Hardware: MacBook Air 3,2 -- which has an Nvidia GeForce 320M.
There are two common fixes for tearing with Nvidia prop drivers:
Turn off compositing, since Nvidia proprietary drivers don't usually play nice with compositing window managers on Linux (Compiz is an exception I'm aware of). But I use an extremely lightweight window manager (Awesome window manager) which is not even capable of compositing (or any cool effects). I also have this problem in Xfce, where I have compositing disabled.

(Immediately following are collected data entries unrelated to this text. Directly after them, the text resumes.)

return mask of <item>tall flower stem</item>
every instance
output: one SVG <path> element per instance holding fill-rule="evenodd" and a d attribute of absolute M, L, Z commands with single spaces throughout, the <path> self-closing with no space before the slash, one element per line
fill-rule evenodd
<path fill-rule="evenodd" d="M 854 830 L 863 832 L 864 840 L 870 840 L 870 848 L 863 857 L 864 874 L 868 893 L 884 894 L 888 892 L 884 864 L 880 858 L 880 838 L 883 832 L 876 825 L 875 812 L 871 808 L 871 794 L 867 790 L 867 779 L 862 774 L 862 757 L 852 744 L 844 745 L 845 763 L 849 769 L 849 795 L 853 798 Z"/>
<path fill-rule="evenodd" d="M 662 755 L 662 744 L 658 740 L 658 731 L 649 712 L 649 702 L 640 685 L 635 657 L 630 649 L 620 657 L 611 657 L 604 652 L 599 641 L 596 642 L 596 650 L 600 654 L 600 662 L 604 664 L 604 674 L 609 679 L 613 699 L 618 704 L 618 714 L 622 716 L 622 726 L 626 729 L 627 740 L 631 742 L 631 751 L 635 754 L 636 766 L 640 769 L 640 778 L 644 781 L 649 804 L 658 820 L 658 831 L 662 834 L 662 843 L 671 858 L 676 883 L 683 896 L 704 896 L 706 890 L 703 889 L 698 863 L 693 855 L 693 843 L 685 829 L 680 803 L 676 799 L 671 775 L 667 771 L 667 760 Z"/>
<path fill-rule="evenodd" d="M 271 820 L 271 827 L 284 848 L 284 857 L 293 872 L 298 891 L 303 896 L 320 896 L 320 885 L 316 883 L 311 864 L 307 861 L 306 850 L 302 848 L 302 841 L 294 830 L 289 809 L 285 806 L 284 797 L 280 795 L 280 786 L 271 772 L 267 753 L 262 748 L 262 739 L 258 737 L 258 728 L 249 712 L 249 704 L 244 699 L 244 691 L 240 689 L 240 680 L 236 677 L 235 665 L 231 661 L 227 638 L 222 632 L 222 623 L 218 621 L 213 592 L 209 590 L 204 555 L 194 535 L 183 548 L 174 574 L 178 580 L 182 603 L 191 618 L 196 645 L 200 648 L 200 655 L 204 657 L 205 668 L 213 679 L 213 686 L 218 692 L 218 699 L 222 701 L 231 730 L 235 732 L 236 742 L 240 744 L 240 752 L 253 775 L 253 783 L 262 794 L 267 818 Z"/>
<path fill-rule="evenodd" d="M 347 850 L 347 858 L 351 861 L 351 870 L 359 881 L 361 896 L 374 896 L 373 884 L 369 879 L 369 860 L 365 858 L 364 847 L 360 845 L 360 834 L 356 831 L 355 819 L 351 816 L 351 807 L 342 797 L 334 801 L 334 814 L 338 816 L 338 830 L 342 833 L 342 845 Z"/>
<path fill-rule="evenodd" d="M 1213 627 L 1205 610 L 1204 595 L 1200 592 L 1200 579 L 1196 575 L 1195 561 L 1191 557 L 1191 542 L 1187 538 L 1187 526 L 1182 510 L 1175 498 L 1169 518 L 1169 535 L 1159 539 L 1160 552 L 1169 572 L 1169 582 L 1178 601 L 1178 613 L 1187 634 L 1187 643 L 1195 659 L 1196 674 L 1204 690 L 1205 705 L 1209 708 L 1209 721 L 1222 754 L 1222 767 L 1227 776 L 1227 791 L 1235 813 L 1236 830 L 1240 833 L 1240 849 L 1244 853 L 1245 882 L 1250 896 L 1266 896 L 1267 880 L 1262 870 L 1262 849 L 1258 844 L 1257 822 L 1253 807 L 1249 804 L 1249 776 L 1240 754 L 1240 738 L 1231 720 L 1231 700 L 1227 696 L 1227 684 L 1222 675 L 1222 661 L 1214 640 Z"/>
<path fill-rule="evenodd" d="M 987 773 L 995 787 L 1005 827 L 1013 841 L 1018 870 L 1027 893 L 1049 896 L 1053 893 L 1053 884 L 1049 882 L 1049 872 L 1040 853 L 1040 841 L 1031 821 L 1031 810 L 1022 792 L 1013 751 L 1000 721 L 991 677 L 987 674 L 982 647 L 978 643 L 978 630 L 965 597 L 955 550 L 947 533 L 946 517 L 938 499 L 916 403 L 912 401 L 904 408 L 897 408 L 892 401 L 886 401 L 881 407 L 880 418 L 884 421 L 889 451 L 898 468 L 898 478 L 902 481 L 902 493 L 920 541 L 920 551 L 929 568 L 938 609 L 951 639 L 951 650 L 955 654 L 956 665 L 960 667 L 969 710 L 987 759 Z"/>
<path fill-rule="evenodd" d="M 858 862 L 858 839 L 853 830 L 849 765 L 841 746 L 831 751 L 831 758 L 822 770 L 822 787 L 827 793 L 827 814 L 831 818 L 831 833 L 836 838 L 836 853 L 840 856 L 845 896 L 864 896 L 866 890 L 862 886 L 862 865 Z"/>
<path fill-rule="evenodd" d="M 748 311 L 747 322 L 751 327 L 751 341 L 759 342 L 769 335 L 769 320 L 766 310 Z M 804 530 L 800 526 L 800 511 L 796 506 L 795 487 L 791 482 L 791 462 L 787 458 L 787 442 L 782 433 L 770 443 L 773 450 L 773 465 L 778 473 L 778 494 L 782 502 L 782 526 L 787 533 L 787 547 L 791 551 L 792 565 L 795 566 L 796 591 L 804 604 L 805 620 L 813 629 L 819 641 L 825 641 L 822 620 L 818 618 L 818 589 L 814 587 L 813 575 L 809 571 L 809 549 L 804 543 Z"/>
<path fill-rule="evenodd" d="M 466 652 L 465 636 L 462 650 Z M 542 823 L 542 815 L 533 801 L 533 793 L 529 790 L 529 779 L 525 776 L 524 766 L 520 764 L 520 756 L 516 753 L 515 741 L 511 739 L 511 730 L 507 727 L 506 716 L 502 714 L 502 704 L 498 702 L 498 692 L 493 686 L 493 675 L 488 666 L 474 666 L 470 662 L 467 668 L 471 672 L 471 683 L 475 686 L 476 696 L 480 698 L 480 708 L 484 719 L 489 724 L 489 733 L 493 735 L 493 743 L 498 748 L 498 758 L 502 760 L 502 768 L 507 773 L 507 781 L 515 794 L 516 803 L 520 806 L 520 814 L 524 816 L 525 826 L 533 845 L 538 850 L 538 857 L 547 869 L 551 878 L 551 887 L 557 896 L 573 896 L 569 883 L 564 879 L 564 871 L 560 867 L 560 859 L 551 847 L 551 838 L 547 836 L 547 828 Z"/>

Enabling sync to VBlank. To enable this, I set the option in nvidia-settings and then autostart it as nvidia-settings -l with my other autostart programs. This seems to work, because when I run glxgears, I get:
$ glxgears
Running synchronized to the vertical refresh. The framerate should be
approximately the same as the monitor refresh rate.

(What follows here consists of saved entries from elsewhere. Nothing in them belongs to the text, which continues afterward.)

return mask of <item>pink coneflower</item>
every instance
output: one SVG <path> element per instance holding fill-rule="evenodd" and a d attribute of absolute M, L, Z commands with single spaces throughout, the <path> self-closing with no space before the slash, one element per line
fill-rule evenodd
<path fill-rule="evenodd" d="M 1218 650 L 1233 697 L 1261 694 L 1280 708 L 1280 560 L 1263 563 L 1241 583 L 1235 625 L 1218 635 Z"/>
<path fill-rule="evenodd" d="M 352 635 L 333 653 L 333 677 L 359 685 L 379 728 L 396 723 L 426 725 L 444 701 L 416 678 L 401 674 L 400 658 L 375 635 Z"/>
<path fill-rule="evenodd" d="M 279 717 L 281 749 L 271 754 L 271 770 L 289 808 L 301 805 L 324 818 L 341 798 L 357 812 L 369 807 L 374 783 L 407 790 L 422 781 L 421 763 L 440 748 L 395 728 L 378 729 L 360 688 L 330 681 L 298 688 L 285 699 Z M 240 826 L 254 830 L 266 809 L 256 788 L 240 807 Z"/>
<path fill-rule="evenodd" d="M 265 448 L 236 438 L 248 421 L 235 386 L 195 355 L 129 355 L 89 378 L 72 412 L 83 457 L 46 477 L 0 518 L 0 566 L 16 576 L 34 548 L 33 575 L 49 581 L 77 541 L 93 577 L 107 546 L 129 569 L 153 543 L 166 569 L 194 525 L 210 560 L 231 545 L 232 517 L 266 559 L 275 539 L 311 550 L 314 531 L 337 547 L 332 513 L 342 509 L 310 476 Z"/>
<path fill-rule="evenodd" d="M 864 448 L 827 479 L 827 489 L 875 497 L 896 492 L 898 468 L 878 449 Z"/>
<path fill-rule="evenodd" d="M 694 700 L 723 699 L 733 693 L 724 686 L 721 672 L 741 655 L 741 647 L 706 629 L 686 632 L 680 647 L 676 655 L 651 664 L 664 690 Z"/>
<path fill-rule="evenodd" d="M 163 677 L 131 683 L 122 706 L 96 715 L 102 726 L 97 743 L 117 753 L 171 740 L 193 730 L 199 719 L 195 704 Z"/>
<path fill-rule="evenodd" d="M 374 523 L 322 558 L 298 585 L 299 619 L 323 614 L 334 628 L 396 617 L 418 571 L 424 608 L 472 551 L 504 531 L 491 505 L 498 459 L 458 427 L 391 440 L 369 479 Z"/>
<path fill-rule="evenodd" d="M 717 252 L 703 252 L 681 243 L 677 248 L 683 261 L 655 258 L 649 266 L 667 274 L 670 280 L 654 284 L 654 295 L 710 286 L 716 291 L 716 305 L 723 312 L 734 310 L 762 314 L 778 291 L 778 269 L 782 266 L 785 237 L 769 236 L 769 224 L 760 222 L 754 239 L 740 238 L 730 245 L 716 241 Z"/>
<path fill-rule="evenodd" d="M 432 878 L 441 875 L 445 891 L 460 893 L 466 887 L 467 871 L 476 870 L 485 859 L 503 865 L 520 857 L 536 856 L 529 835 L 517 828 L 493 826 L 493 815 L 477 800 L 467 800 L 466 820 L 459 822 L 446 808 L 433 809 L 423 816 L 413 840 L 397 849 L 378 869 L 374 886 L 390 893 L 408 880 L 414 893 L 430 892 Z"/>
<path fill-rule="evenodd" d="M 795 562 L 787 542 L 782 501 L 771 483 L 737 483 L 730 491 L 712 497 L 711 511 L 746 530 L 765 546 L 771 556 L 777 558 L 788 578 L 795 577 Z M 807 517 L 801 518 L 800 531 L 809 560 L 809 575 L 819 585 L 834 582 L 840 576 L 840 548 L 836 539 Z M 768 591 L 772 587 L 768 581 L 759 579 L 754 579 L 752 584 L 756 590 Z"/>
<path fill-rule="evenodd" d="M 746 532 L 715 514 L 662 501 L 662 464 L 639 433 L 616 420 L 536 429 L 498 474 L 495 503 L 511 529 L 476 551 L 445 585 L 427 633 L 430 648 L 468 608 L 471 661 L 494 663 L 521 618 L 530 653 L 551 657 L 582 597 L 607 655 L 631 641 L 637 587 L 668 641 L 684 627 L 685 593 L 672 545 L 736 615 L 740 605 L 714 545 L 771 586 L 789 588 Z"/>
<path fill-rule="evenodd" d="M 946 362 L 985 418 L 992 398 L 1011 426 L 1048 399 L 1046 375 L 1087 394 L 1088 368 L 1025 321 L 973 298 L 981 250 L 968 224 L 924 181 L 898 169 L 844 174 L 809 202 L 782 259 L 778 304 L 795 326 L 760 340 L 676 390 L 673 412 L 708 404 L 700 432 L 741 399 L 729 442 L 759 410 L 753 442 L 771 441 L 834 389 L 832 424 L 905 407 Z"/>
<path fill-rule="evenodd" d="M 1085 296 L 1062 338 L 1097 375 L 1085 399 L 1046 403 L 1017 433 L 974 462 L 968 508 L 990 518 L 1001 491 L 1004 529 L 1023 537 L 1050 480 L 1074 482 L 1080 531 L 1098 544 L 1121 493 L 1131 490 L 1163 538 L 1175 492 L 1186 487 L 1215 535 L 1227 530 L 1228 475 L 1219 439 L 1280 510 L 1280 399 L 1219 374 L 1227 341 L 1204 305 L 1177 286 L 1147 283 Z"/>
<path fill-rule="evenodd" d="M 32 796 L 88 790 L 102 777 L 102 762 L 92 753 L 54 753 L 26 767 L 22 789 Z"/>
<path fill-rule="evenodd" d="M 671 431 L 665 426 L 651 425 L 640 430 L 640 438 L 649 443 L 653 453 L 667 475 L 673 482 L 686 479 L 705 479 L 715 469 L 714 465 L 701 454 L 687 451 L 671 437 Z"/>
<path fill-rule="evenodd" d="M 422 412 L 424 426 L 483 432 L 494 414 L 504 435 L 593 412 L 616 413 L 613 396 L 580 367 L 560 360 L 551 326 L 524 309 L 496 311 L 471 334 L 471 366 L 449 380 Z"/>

303 frames in 5.0 seconds = 60.500 FPS
300 frames in 5.0 seconds = 59.992 FPS
And when I check the refresh rate using nvidia-settings:
$ nvidia-settings -q RefreshRate
Attribute 'RefreshRate' (wampum:0.0; display device: DFP-2): 60.00 Hz.
All this suggests sync to VBlank is enabled. As I understand it, this is precisely designed to stop tearing, and a lot of people's problem is even getting something like glxgears to output the correct info. I don't understand why it's not working for me.